Indeed, Marcus wrote: “The conservative justices’ professed concerns over the implications of their rulings for imaginary future presidents, in imaginary future proceedings, seemed more important to them than bringing Trump to justice.” Constitutional law professor Anthony Michael Kreis was more concrete in his reaction; he found it “nbelievable that Supreme Court justices who see forgiving student loans, mandating vaccines, and regulating climate change as a slippery slope toward tyranny were not clear-eyed on questions of whether a president could execute citizens or stage a coup without being prosecuted.”
The court’s decision will likely take weeks and thus will delay Trump’s trial for crimes committed in his attempt to overturn the results of the 2020 election, likely until after the 2024 election. On Monday, April 22, former representative Liz Cheney (R-WY), who served as vice chair of the House Select Committee to Investigate the January 6th Attack on the U.S. Capitol, called out Trump’s attacks on the legal system and delays to avoid accountability.

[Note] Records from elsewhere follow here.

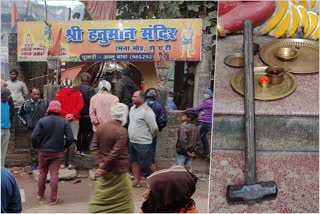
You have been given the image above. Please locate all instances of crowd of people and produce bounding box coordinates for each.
[1,69,213,212]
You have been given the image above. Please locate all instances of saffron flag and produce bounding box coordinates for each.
[11,1,19,28]
[48,28,62,56]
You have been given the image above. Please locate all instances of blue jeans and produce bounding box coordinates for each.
[176,154,192,172]
[198,121,211,156]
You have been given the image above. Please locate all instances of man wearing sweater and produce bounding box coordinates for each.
[55,78,83,169]
[6,69,28,110]
[31,100,73,205]
[18,88,48,174]
[128,91,158,187]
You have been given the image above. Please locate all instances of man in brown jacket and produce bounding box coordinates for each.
[88,103,134,213]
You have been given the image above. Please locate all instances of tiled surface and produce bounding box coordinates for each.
[214,35,319,116]
[209,151,319,213]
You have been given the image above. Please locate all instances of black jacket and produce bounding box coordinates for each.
[113,76,138,109]
[18,99,48,130]
[31,113,73,152]
[176,122,200,155]
[74,82,96,117]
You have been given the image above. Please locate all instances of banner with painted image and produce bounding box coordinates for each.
[17,19,202,62]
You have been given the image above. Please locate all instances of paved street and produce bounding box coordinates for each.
[16,171,208,213]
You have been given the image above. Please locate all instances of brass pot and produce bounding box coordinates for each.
[265,66,285,85]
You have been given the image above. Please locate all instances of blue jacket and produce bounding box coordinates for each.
[1,167,22,213]
[31,113,73,152]
[187,97,213,124]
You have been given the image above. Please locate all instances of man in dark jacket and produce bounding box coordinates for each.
[146,88,167,163]
[1,167,22,213]
[113,67,138,109]
[18,88,48,174]
[31,100,73,205]
[55,78,83,169]
[74,72,95,155]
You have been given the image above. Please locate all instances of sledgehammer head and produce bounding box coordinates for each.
[227,181,278,203]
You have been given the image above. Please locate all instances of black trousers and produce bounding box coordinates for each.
[77,115,93,152]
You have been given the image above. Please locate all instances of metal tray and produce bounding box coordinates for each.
[230,67,297,100]
[259,39,319,74]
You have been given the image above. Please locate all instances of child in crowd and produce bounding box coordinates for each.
[176,111,200,172]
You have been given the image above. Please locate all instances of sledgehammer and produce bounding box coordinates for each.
[227,20,278,203]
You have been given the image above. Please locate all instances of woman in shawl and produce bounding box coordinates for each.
[141,166,198,213]
[88,103,134,213]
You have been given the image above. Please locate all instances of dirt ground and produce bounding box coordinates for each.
[16,171,209,213]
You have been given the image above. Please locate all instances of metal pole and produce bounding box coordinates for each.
[243,20,256,184]
[56,58,61,85]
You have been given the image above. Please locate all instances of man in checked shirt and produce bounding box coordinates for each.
[18,88,48,174]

In a New York Times op-ed, Cheney reminded the justices that delay would mean that the American people would not get to hear the testimony and evidence Special Counsel Jack Smith has uncovered before the 2024 election.

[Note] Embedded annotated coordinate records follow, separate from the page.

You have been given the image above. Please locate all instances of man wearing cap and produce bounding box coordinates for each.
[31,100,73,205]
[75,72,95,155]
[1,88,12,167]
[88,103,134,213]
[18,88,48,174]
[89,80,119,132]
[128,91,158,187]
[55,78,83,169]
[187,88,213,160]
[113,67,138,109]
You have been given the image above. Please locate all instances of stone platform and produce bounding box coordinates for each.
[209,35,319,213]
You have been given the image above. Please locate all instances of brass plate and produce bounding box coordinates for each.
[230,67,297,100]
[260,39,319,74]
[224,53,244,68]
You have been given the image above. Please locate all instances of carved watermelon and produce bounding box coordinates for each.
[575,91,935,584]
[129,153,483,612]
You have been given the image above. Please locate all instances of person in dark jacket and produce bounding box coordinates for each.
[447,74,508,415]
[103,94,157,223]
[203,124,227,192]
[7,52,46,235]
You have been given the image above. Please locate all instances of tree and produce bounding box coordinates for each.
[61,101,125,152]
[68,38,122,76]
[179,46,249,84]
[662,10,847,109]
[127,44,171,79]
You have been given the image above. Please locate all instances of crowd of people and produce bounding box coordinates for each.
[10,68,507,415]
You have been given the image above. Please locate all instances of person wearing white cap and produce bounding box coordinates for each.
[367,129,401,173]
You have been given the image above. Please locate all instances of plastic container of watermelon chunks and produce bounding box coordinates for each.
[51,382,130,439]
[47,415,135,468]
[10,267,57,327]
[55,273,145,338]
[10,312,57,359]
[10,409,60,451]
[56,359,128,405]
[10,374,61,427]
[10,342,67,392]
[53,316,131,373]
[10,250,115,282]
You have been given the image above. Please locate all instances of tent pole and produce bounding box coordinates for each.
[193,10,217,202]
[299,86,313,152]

“It cannot be that a president of the United States can attempt to steal an election and seize power but our justice system is incapable of bringing him to trial before the next election four years later,” she wrote.
And yet, here we are.
Voters’ right to know what a candidate for president did to overthrow the will of the people in a previous election is at stake in today’s arguments. But so is the rule of law on which our democracy stands. The rule of law means that laws are made according to established procedures rather than a leader’s dictates, and that they are reasonable. Laws are enforced equally. No one is above the law, and everyone has an obligation to obey the law.
As Justice Elena Kagan noted today: “The framers did not put an immunity clause into the Constitution. They knew how to; there were immunity clauses in some state constitutions. They didn’t provide immunity to the president. And, you know—not so surprising—they were reacting against a monarch who claimed to be above the law. Wasn’t the whole point that the president was not a monarch and the president was not supposed to be above the law?”
Indeed.
“[W]here, say some, is the King of America?” Thomas Paine wrote in Common Sense, the 1776 pamphlet that convinced British colonists in North America to cut ties with their king and start a new nation. “n America the law is king. For as in absolute governments the King is law, so in free countries the law ought to be king; and there ought to be no other.”